If you buy the brake tool set above and theMityvac fluid evacuator, you'll be totally set up to work on probably 95 percent of the vehicles on the road today. And if you buy them through Amazon you'll save a ton of dough. I bought mine from my local parts house and paid $125, crap. Now I find the deal… to late for me, but not you.
When installing new brakes it's a good idea to change the brake fluid.
- Take your new bleeding tool and suck out all the fluid from the brake master cylinder.

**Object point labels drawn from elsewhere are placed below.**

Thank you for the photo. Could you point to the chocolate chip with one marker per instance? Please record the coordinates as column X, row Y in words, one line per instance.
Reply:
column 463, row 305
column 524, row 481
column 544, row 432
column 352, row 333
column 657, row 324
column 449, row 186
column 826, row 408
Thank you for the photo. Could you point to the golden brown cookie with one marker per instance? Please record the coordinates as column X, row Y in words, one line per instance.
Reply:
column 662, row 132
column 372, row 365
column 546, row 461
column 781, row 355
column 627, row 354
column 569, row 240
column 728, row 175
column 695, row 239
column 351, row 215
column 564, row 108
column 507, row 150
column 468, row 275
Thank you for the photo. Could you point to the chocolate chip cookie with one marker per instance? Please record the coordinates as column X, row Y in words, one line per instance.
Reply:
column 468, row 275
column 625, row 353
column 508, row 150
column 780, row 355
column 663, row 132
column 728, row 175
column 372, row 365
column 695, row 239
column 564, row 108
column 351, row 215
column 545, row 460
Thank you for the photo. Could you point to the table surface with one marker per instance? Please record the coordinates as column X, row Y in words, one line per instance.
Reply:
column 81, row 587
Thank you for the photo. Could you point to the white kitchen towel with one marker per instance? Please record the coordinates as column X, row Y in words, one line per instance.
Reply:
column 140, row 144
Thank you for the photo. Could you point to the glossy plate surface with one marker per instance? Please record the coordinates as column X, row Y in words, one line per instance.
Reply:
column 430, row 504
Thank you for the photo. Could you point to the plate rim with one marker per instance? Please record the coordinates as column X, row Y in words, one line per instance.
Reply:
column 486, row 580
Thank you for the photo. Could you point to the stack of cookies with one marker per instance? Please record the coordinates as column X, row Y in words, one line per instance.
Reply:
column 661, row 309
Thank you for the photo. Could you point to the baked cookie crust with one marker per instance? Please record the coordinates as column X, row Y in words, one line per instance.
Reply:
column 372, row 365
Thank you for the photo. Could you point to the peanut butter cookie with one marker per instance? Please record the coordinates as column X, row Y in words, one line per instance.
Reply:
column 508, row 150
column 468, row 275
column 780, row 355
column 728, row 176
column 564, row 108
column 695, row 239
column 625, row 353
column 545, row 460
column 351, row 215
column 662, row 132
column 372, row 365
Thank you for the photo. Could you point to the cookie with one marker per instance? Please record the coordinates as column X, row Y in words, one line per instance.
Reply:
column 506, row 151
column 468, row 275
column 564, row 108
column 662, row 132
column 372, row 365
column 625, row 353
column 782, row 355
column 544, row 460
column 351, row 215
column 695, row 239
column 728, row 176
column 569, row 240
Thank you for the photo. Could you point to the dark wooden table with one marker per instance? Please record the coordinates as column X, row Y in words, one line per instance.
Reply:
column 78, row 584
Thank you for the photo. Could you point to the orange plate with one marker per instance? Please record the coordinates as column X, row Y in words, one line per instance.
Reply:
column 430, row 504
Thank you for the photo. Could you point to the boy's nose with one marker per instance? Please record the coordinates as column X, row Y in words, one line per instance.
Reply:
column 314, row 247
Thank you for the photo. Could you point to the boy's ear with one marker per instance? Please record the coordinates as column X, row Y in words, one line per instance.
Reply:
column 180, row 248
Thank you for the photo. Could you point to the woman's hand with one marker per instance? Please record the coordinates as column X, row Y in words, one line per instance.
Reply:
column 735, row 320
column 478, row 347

- Refill the master cylinder with clean brake fluid.
- Starting at the right rear wheel, hook up your bleeder tool and crack the bleeder valve a 1/4 turn.
- Let it bleed until you see clear fluid. Close the bleeder screw.
- Do this to each wheel.
If afterward, the brake pedal feels kinda spongy, have an assistant hold pressure on the brake pedal and go around to each wheel and crack each bleeder one more time. This time without the bleeder tool. Sometimes when using the bleeder tool you get a tiny air bubble left over and you have to manually “clear” it. Recheck your brake pedal and you should be good to go.
Unless, you don't have the rear brake shoes adjusted tight enough. That too will cause a low brake pedal. Just bust out your new brake adjustment tool from your new brake tool set and tighten them up and you should be all set. And by tighten, I mean a light drag. If you have to struggle to turn the wheel after you adjust them, they're too tight.